Chicago has been on the precipice of an education crisis. Roughly 27,000 city teachers have worked since July without a contract, The Christian Science Monitor reported on Friday. Chicago public schools, the nation's third largest school district, faces a $1.1 billion budget deficit and an even larger multi-billion dollar debt from pensions.
Financial struggles at the state and city level could also be influencing crime rates. Illinois has gone nearly a year without a state budget. And Chicago residents have been battling an unemployment rate slowly ticking upward, reaching 7.2 percent unemployment in February, according to the Chicago Business Journal.
But Mayor Emanuel has mainly attributed the rising 2016 crime rate to a newly paralyzed police force, which is where the new interim superintendent Eddie Johnson comes into the picture.
Last fall, Emanuel told US Attorney General Loretta Lynch that the Chicago police force had become “fetal” as a result of heightened public scrutiny, according to the Washington Post. “... They don’t want to be a news story themselves, they don’t want their career ended early, and it’s having an impact,” he said.
The police force has been reeling from protests over the police shooting of black teenager Laquan McDonald. Four months ago, Chicago the mayor fired the city’s chief of police amid large-scale protests.
Mr. Johnson was handpicked by Emanuel as interim superintendent to combat the paralysis and restore trust in police leadership in both officers and the public.
Johnson is a 27-year veteran of the Chicago Police Department, but wields intimate knowledge of being on the receiving end of controversial police practices. In an extended interview with the Tribune, Johnson revealed that he had been racially profiled by police during his college years.

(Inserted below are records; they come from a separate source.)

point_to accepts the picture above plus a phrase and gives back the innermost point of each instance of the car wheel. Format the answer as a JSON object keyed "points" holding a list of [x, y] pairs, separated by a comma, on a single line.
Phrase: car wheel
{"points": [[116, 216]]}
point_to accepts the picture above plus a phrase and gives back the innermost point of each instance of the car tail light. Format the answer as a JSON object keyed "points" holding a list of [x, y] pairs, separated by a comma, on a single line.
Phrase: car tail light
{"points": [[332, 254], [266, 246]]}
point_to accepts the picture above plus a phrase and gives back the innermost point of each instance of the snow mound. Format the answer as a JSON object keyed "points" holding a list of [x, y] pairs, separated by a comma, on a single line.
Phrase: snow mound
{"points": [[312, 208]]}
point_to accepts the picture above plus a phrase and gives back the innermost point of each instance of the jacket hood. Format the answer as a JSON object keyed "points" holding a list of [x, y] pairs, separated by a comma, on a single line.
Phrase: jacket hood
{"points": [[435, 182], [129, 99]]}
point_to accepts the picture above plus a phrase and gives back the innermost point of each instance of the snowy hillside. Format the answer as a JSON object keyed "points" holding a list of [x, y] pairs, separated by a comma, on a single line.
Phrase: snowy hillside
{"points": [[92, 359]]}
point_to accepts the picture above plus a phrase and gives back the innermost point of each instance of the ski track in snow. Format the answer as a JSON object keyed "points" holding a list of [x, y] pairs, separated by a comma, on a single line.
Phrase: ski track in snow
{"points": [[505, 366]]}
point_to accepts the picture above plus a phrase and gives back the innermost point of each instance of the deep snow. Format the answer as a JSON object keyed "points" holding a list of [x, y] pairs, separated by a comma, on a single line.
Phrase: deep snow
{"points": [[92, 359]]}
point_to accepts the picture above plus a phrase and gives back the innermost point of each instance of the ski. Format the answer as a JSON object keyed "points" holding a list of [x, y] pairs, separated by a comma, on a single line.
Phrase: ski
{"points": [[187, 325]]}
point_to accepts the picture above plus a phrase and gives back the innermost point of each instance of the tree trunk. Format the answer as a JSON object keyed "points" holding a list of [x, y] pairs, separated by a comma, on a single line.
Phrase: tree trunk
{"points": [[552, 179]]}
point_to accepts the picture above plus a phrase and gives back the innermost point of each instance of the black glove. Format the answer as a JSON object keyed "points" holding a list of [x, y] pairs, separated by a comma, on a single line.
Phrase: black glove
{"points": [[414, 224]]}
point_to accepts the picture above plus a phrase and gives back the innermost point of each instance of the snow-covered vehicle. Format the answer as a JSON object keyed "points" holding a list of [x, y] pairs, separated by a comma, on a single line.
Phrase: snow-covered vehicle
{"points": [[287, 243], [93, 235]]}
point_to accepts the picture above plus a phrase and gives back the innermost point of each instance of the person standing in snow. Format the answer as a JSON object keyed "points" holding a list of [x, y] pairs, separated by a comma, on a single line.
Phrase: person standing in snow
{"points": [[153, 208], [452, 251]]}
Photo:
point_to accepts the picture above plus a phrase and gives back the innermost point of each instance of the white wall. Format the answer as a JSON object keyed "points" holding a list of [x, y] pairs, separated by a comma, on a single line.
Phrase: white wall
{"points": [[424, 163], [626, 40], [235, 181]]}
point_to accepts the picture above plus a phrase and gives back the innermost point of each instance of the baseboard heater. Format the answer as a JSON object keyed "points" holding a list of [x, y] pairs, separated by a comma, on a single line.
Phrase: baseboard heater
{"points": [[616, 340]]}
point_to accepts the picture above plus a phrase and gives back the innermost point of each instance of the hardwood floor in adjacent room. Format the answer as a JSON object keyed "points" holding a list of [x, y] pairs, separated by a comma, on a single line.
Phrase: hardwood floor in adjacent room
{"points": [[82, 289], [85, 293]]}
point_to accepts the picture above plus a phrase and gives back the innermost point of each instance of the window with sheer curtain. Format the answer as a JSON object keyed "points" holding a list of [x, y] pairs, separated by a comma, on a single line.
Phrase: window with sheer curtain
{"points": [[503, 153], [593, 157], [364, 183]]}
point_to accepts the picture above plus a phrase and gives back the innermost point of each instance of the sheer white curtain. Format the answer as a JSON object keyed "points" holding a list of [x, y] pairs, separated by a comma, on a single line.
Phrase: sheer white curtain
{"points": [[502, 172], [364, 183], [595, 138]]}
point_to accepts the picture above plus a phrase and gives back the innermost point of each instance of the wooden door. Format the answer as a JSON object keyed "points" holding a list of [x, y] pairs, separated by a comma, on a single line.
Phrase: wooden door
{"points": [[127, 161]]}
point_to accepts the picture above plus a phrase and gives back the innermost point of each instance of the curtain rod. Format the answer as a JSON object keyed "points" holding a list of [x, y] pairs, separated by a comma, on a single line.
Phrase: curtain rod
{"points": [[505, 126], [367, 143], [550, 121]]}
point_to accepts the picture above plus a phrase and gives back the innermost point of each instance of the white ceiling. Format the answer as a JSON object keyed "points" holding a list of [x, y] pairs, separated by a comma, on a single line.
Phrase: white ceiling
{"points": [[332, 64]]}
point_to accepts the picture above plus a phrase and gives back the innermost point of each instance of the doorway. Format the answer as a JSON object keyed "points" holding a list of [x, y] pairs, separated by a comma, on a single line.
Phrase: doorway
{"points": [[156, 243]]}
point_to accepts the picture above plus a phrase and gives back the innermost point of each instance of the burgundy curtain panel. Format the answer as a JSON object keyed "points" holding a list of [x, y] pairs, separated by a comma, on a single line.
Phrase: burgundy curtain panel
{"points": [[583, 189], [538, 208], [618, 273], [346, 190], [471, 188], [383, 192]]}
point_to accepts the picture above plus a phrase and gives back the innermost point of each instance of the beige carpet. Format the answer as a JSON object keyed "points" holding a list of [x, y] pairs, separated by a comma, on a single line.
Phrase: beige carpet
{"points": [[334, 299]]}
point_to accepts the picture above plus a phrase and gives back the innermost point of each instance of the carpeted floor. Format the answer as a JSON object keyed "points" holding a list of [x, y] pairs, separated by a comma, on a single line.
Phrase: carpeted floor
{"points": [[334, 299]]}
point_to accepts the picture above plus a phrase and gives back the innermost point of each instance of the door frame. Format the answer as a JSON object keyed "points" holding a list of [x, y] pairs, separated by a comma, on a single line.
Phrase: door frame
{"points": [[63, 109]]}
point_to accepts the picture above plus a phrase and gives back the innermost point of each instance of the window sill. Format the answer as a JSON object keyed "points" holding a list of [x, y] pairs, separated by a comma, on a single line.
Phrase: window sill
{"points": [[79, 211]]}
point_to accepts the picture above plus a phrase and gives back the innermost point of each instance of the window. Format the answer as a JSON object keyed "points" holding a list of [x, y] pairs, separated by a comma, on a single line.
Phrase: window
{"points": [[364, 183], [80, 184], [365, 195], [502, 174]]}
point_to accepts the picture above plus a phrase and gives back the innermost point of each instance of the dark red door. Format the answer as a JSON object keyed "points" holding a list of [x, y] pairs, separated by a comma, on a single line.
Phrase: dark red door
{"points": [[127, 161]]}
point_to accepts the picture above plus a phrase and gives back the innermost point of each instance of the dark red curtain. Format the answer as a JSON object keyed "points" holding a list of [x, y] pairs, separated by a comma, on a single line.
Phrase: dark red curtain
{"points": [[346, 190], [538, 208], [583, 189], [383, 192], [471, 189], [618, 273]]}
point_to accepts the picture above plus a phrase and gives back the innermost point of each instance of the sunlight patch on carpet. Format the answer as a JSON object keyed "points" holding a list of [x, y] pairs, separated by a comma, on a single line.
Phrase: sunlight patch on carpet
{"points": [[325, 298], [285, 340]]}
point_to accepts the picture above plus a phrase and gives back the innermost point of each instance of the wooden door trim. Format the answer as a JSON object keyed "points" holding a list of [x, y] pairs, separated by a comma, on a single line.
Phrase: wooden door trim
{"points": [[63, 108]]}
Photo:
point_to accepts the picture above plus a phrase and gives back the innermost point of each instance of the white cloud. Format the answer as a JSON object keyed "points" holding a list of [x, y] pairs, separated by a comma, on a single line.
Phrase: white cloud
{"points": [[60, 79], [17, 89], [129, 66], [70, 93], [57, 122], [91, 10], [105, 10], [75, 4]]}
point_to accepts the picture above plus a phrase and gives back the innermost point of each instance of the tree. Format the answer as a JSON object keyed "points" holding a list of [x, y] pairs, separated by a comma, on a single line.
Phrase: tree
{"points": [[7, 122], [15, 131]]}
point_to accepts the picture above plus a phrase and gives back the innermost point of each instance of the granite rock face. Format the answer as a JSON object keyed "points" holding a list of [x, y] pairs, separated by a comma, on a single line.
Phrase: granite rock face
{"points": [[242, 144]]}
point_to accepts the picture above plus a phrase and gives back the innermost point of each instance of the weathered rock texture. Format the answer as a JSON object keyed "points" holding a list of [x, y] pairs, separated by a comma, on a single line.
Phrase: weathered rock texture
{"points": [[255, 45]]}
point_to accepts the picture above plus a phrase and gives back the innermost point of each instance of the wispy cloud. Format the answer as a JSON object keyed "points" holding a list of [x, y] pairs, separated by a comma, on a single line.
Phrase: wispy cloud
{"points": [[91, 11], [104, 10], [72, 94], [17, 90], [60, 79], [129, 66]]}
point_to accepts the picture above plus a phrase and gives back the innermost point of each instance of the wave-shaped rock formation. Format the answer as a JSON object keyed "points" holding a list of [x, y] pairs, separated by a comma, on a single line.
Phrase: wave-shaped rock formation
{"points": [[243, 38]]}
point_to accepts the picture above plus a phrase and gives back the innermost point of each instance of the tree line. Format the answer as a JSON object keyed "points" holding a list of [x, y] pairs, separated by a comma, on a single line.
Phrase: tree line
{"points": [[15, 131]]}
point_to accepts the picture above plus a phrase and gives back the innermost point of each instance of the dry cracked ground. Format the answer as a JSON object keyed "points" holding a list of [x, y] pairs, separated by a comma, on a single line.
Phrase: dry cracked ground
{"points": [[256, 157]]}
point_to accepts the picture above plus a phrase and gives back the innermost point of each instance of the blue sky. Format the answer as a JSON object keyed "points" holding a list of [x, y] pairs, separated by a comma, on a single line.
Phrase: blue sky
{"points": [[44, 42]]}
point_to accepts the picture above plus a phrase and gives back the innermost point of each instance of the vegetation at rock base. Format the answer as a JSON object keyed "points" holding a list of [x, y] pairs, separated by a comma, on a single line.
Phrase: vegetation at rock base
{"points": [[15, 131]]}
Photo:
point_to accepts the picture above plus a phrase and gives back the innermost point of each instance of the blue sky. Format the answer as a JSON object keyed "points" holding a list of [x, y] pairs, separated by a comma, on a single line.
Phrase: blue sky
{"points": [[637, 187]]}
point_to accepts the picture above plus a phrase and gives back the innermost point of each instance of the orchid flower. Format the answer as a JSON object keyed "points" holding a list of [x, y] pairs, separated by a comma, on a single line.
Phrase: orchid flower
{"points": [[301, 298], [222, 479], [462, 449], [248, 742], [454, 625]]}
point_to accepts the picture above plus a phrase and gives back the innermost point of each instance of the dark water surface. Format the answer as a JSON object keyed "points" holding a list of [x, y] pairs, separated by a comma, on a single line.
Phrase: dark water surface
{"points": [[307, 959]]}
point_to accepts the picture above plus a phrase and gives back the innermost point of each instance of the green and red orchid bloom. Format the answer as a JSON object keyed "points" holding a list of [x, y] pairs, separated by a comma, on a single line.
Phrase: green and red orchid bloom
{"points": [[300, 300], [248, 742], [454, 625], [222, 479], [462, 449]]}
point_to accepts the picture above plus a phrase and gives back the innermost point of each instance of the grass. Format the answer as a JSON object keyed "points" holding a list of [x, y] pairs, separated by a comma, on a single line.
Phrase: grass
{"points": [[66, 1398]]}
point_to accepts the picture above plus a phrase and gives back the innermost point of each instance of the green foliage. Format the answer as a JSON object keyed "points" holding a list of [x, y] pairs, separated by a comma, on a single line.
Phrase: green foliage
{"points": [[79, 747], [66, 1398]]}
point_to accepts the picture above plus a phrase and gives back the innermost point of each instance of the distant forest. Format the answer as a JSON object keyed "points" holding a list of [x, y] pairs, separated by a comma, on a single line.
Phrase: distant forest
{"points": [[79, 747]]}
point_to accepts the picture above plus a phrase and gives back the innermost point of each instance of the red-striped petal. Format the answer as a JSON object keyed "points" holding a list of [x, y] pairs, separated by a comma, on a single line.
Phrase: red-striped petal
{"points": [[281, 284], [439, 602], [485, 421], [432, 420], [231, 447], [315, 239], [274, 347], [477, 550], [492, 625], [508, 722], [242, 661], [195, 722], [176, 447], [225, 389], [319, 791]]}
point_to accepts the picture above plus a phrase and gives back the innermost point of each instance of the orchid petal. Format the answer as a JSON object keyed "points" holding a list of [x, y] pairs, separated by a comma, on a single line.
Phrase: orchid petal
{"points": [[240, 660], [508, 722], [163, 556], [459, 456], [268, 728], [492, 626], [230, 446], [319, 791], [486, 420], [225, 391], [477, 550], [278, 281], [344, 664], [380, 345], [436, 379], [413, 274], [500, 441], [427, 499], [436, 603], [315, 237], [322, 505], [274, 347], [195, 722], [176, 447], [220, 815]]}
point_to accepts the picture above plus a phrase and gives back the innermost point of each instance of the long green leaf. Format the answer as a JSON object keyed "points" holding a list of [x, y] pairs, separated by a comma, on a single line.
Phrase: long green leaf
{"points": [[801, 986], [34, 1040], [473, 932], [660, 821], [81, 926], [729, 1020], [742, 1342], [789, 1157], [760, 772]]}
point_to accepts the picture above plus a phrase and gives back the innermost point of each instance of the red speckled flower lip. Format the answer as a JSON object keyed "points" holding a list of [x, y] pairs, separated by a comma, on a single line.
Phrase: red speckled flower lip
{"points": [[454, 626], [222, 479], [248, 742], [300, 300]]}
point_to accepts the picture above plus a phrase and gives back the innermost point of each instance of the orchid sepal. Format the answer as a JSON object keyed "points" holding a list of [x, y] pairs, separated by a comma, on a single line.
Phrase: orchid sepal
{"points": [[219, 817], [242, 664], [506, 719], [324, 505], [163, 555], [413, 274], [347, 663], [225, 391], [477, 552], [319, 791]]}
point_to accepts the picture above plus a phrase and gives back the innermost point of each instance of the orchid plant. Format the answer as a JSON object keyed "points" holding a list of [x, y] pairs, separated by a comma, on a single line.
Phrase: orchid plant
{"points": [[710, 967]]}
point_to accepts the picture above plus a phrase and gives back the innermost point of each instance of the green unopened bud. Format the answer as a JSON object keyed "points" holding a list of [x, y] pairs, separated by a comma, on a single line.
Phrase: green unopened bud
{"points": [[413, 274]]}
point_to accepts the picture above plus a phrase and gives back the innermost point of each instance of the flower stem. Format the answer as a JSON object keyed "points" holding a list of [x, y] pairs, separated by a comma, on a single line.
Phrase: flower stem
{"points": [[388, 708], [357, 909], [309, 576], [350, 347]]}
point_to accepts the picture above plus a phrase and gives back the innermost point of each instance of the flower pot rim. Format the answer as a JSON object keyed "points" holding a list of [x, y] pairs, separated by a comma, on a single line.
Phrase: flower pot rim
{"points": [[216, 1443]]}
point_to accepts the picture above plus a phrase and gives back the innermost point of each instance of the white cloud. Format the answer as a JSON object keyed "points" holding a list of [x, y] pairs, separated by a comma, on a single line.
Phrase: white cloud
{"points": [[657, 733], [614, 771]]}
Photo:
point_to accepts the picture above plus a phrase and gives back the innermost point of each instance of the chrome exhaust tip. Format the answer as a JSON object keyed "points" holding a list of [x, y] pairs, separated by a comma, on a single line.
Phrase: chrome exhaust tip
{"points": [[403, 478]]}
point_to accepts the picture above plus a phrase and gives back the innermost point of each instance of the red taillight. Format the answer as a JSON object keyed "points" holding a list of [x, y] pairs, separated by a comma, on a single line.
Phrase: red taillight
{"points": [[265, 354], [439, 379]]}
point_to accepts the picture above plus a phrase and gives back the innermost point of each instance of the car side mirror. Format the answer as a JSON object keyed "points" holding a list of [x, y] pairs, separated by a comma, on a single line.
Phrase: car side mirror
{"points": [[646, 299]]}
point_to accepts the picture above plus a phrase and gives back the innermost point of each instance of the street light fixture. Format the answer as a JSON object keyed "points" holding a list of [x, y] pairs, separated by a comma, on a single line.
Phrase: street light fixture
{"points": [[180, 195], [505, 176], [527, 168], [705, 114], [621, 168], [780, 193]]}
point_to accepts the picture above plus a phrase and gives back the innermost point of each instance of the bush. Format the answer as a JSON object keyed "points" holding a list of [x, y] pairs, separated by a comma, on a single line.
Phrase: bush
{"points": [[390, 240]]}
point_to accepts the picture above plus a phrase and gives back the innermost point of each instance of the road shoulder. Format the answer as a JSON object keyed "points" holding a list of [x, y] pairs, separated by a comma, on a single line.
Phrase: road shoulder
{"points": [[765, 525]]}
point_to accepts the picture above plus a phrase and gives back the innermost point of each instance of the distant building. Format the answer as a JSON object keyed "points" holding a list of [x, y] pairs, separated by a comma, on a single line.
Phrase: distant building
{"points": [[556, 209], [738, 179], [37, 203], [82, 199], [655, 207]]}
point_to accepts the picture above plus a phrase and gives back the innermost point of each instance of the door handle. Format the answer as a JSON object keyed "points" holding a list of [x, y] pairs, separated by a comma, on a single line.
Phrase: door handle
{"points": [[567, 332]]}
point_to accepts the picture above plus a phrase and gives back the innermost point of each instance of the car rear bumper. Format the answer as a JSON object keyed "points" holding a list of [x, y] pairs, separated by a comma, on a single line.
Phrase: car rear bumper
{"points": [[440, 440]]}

His selection to become the interim superintendent was unorthodox. He was not one of the three proposed candidates for the position put forward by the Chicago Police Board, nor did he apply for the position.
“The mayor is confident that Eddie Johnson is the right person at the right time to fight crime, lift morale in the police department, and build on the work that’s been done to restore trust and accountability in the police department,” the mayor's office said in a statement.
Although crime rates have risen the first three months of this year, Chicago police data also indicates a silver lining. While gun seizures and police stops were down and murder rates were up overall, March saw a much lower increase than previous months in murders and gun arrests and investigations have increased, according to the Post.